Nevertheless, using a PDFF cutoff of 15.03%, the researchers were able to discriminate between the presence of no or mild steatosis and moderate or severe disease with 93% sensitivity and 85% specificity, and an area under the curve (AUC) of 0.95.
The technique underestimated steatosis in patients with fibrosis compared with those without, but the AUC did not significantly differ, at 0.86 versus 0.97.
Furthermore, the PDFF value did not significantly differ between different segments of the liver. "This result suggested that PDFF measurement can assess the presence and severity of hepatic steatosis in all liver segments," Karcaaltincaba et al say.
Findings by Claude Sirlin (University of San Diego, California, USA) and colleagues also support the use of MRI to assess hepatic steatosis in patients with NAFLD, using PDFF with a magnitude-based chemical shift imaging.

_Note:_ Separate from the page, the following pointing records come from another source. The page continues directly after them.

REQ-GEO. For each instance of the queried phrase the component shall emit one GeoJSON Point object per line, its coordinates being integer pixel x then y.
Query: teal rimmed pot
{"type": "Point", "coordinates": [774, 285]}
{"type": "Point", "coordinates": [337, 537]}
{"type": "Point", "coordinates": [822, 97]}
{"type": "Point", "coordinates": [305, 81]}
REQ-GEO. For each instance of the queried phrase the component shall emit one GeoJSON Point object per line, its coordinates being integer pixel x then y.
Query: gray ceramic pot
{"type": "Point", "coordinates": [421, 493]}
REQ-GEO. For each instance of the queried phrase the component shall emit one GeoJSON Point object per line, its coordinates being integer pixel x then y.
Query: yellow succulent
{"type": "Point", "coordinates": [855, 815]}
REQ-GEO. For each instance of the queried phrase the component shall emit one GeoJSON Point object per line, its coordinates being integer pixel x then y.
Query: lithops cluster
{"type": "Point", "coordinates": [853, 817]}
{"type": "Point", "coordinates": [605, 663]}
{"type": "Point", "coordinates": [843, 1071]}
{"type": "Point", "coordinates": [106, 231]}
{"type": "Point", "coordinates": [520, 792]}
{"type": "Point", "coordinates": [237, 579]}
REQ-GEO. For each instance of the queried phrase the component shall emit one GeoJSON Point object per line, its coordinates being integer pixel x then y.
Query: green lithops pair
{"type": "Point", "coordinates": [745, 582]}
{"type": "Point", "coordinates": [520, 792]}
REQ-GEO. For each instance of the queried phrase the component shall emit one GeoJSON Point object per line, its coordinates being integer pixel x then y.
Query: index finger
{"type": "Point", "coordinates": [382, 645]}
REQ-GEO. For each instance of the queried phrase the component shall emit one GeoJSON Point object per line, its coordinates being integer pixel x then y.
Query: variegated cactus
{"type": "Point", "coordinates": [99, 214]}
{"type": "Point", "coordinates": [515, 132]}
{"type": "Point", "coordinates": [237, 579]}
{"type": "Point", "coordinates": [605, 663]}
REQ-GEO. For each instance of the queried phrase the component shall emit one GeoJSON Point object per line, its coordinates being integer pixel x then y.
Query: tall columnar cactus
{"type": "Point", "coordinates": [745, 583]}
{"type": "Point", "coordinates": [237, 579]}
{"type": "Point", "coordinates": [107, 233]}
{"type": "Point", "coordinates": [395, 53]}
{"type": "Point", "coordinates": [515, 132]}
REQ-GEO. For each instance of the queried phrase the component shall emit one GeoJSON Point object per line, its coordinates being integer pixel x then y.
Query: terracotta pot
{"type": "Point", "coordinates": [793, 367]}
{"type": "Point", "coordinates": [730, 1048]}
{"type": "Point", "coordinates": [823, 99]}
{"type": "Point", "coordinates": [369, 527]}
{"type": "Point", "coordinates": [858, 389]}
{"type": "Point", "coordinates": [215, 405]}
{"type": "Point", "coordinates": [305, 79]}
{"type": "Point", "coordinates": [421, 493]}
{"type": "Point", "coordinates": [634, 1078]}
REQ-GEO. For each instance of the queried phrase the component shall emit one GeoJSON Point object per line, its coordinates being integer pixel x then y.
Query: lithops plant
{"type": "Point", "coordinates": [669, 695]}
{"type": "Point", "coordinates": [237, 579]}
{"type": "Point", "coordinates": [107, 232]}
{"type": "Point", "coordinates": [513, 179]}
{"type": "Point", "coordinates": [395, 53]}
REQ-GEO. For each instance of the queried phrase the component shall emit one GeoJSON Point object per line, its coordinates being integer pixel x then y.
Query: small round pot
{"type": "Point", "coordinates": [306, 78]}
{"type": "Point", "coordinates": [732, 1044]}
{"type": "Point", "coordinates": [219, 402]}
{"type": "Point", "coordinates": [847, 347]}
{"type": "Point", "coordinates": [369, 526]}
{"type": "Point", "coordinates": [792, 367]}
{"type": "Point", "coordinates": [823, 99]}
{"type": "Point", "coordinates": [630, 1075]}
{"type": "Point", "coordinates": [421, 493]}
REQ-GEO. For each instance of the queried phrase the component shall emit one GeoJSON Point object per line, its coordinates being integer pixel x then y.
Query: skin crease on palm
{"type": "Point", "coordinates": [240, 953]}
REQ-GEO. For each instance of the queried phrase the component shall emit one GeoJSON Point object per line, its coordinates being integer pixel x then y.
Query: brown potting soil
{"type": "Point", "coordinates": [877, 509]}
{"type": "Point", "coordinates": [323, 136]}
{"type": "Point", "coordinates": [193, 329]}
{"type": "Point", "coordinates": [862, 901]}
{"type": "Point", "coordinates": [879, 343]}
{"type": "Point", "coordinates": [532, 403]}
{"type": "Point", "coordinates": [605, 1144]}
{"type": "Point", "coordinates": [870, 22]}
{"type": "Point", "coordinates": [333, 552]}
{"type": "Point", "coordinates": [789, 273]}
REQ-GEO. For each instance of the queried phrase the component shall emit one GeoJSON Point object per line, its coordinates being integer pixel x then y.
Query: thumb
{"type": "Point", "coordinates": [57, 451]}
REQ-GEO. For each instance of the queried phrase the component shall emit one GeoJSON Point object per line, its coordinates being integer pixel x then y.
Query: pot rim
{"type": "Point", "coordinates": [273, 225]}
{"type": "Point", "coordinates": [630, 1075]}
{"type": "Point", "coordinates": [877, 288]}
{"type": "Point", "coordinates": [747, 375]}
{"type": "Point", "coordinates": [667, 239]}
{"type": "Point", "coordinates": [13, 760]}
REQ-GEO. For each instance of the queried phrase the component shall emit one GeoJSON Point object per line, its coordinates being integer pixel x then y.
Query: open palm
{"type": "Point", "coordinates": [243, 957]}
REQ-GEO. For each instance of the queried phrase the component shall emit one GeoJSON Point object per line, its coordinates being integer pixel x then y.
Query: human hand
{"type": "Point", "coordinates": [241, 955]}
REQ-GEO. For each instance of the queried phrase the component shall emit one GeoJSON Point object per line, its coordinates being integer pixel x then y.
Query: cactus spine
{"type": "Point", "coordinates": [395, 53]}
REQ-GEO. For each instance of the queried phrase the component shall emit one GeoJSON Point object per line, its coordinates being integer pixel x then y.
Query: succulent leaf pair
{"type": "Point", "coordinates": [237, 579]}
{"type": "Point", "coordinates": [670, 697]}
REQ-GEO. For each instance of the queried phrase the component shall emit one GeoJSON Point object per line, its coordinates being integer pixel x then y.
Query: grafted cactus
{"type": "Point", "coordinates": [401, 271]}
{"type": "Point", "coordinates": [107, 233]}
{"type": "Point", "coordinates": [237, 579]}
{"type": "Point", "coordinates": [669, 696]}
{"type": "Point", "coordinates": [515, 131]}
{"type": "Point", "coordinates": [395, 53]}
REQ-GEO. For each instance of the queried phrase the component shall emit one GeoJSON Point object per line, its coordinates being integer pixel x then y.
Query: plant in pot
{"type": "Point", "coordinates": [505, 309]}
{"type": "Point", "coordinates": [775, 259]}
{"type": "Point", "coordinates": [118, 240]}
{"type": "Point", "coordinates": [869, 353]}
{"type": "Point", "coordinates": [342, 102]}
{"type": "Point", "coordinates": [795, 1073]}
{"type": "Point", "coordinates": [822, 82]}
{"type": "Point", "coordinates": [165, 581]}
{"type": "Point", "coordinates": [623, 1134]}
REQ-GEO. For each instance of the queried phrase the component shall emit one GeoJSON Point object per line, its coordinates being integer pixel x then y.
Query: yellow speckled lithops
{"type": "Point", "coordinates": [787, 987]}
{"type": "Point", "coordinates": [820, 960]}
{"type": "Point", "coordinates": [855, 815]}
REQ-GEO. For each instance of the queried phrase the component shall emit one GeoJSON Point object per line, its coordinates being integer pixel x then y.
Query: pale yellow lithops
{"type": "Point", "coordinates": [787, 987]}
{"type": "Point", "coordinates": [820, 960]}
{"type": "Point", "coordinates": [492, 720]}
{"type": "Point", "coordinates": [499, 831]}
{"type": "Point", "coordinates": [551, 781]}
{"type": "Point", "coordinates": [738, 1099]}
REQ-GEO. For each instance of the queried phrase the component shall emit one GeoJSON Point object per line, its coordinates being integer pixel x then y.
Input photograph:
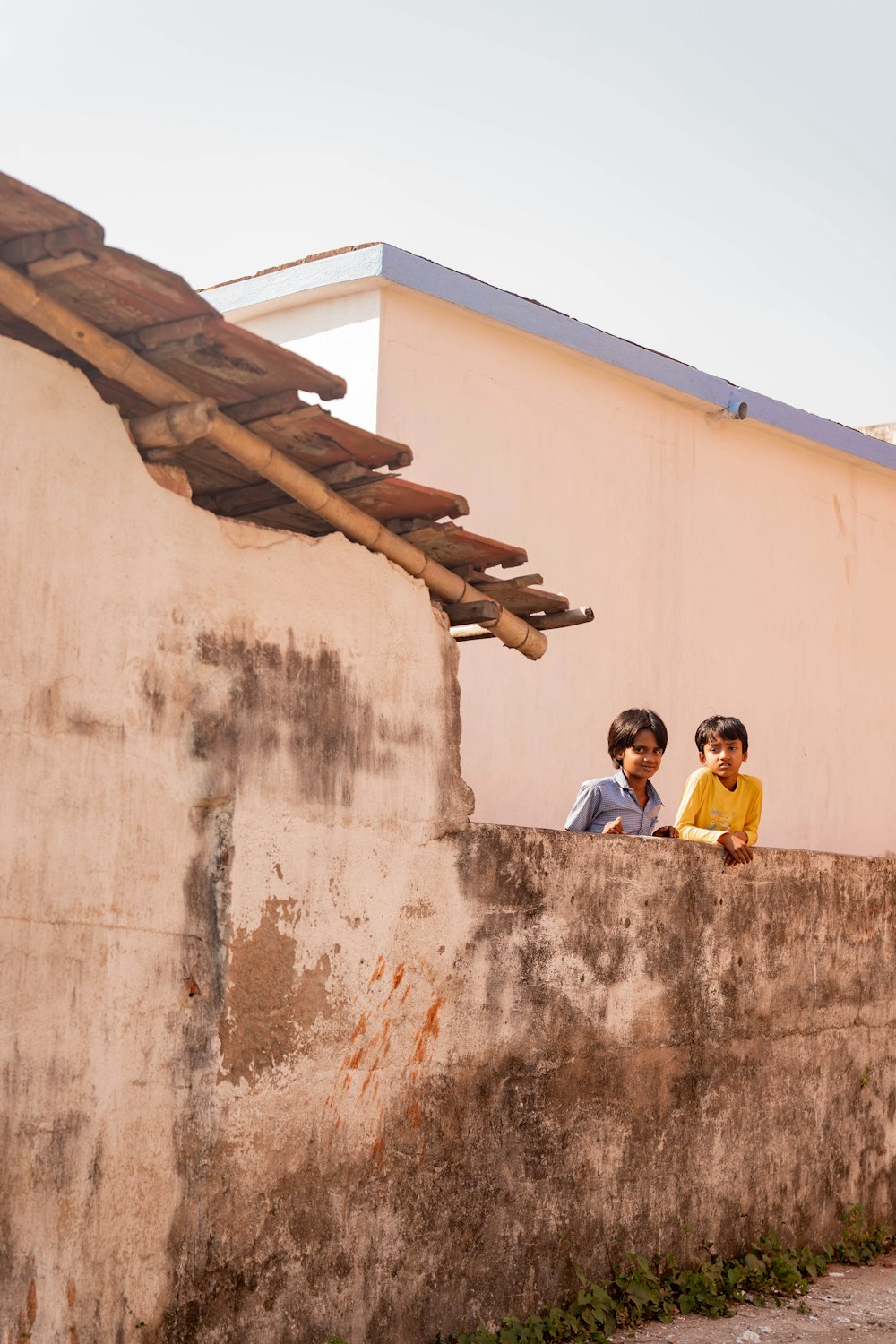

Results for 77 patients, the majority (84%) of whom were children, indicate that PDFF results significantly correlated with histologic steatosis grade, regardless of age or gender, or the presence of lobular inflammation, fibrosis, hepatocellular ballooning, or nonalcoholic steatohepatitis.
Their study gave an AUC value of 0.99 for discriminating between patients with steatosis grade 0 and grade 1 or higher disease, 0.83 for distinguishing between grade 1 or below versus grade 2 or above, and 0.89 for between grade 2 or below versus grade 3 steatosis.
"These findings suggested that MR imaging–PDFF may be useful for noninvasive grading of steatosis," write Sirlin et al.
Nevertheless, they caution that "larger studies that use alternative cohorts are needed to confirm MR imaging-PDFF as an alternative to biopsy for grading hepatic steatosis in clinical care and clinical trials."